Başlangıçta bilhassa Yıldızlı Nehir Kortunun desteklerini kazanmak için ödediği bedel sayesinde kaynakların yeniden dağıtılacak olması Polarite Nehir Kortu için çok önem teşkil etmemişti. Ama böyle giderse bu bedel doğacak kayıplarını bile telafi etmeye yetmeyecekti.

 

Bu gerginlik anında Yıldızlı Nehir Kortuna yönelik öfkeleri büyümekteydi.

 

Polarite Nehir Kortu bile böyle bir tepki verirken Dao Nehir Kortunun Ruhun Başlangıç Aşaması uzmanlarından bahsetmeye gerek yoktu. Hepsi tir tir titriyordu ve gözlerinde çaresizlik titreşiyordu. Önceki müsabakadakileri aşan bir kaynak elde edemedikleri takdirde Yıldızlı Nehir Kortunun küçük planına katılma kararları tarifsiz bir kayıpla sonuçlanacaktı.

 

Ayrıca tarikatın deva başpapazının öfkeleneceği de kesindi.

 

Olası sonuçları düşünen başka bir Yıldızlı Nehir Kortu Ruhun Başlangıç Aşaması yetişimcisi şöyle dedi: “İmkânsız. Kesinlikle bir hata olmalı…”

 

Fakat bu sözler boş bir avuntudan ibaretti. Taş formasyonun dışındaki alana ölümcül bir sessizlik çökmüştü. Tüm Ruhun Başlangıç Aşaması Daoist efendilerinin gözleri parlak halkalardaydı ve Nehre Meydan Okuyan Tarikat halkasının giderek daha parlak bir hal aldığı gün gibi ortadaydı…

 

Diğer tarikatların halkalarıysa azıcık bile değişmiyordu… Frijit Tarikat, Kızılruh ve Usta Tanrırüzgarı serseme dönmüştü.

 

Onların bile miras alanında neler döndüğüne dair hiçbir fikri yoktu…

 

“Bai Xiaochun… orada… ne yapıyor?” diye mırıldanan Kızılruh kafası karışık bir şekilde Usta Tanrırüzgarı ve Frijit Tarikata dönmüştü.

 

Bu esnada miras alanındaki üç tarikatın çırakları öfkeden kudurmaktaydı. Bai Xiaochun 12,000 metreye ulaşmıştı ve Miras Mühürleri Dağına giderek yaklaşıyordu.

 

Artık herkesin kalbinde derin bir çaresizlik kök salmıştı…

 

Miras alanının antik çağlarda açılışından bu yana tek bir Öz Formasyon yetişimcisi bile dağa ayak basmamıştı. Hatta oradaki tehlikeleri veya biri oraya eriştiğinde ne olacağını bilen yoktu.

 

Ama şu anda herkes, o lanet olasıca ve utanmaz Bai Xiaochun’un yaptığı hileyle bir mucize gerçekleştirişini çaresizce izliyordu.

 

“Bu hiç adil değil…”

 

“Böyle bir hileyle sistemi alt edebildiğine inanamıyorum!”

 

“Oh cennetler, sizin gözünüz yok mu? Şu aşağılık Bai Xiaochun’a cezasını verecek bir yıldırım gönderin!!” Gözlerde yaşlar birikirken Bai Xiaochun 15,000 metreye ulaşmıştı. Artık Miras Mühürleri Dağının dibindeydi!

 

Oraya ulaştığı andaysa ağzı açık kalmıştı. Az önce sudan bir alanı aşmış gibi hissetmiş ve istemsizce hareketi kesmişti.
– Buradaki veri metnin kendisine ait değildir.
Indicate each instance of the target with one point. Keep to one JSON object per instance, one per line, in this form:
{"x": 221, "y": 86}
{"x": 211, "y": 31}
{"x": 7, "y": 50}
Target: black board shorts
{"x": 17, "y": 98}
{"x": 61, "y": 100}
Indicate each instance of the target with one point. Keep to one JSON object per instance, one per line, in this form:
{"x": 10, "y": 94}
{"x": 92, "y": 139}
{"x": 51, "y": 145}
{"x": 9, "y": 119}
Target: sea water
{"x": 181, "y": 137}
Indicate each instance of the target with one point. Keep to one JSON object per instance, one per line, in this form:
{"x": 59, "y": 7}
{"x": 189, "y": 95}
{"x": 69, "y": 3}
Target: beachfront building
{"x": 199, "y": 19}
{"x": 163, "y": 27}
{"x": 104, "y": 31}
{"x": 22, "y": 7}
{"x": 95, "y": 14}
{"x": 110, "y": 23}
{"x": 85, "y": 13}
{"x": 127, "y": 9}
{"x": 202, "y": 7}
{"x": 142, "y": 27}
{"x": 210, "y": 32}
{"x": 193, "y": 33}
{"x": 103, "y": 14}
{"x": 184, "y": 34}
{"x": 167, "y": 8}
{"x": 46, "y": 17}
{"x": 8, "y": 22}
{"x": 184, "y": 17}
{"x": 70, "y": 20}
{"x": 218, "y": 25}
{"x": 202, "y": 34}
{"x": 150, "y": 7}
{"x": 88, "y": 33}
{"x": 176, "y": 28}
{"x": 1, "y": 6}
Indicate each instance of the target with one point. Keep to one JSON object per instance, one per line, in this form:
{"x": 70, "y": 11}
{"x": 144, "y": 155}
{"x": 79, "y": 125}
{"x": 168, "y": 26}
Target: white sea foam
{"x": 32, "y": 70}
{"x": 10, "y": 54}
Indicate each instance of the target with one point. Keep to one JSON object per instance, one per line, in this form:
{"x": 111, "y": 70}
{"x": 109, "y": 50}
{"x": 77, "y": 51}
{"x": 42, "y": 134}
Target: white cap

Ardından dikkatlice kaplumbağa tavanın ucunu kaldırdı ve ortalıkta hiçbir yıldırım, siyah rüzgâr veya büyü olmadığını fark etti.

 

“Eee?” Meraklı bir şekilde birkaç metre gerilediğinde yıldırımın ve diğer büyülerin kaplumbağa kabuğunu dövdüğünü hissetti. Ama tekrar birkaç metre ilerlediğinde o hissiyat silindi.

 

Üç tarikat kalabalığının çaresiz bakışları altında aynı şeyi birkaç kez yineledikten sonraysa dağın dibindeki dokuz metrelik alanın her türlü defansif büyüden muaf olduğunu fark etti.

 

Heyecandan tir tir titreyerek yavaşça kabuğu itti ve ayaklandı, çatırdama sesleri eşliğinde normal ebadına döndü. Sonra da ellerini arkasında kavuşturdu, kollarını sıvadı ve çenesini kaldırdı. Küçümseyici bir şekilde üç tarikatın yetişimcilerine dönerek şöyle dedi: “Hmmmmmph! Benimle dövüşmek isteyen var mı? Kim buraya gelip Bai Xiaochun’la ölümüne bir düello yapmaya cesaret eder!?”

 

Yanıt veren yoktu ama bakışlarla öldürmek mümkün olsaydı üzerine çevrili gözler Bai Xiaochun’u kıymaya çevirebilirdi…

 

Hiç kimsenin bir şey söylemeyeceğini fark eden Bai Xiaochun yalnız bir kahraman gibi iç çekmeden edemedi. Ardından önüne dönerek zirvesini dahi göremeyeceği uzunluktaki Miras Mühürleri Dağına baktı.

 

“Acaba dokunmak nasıl hissettirir?” diye düşündü. Bir müddet değerlendirdikten sonraysa muhtemelen çok tehlikeli değildir diyerek temkinli bir şekilde elini uzattı, parmağının ucuyla dağın yüzeyine dokundu.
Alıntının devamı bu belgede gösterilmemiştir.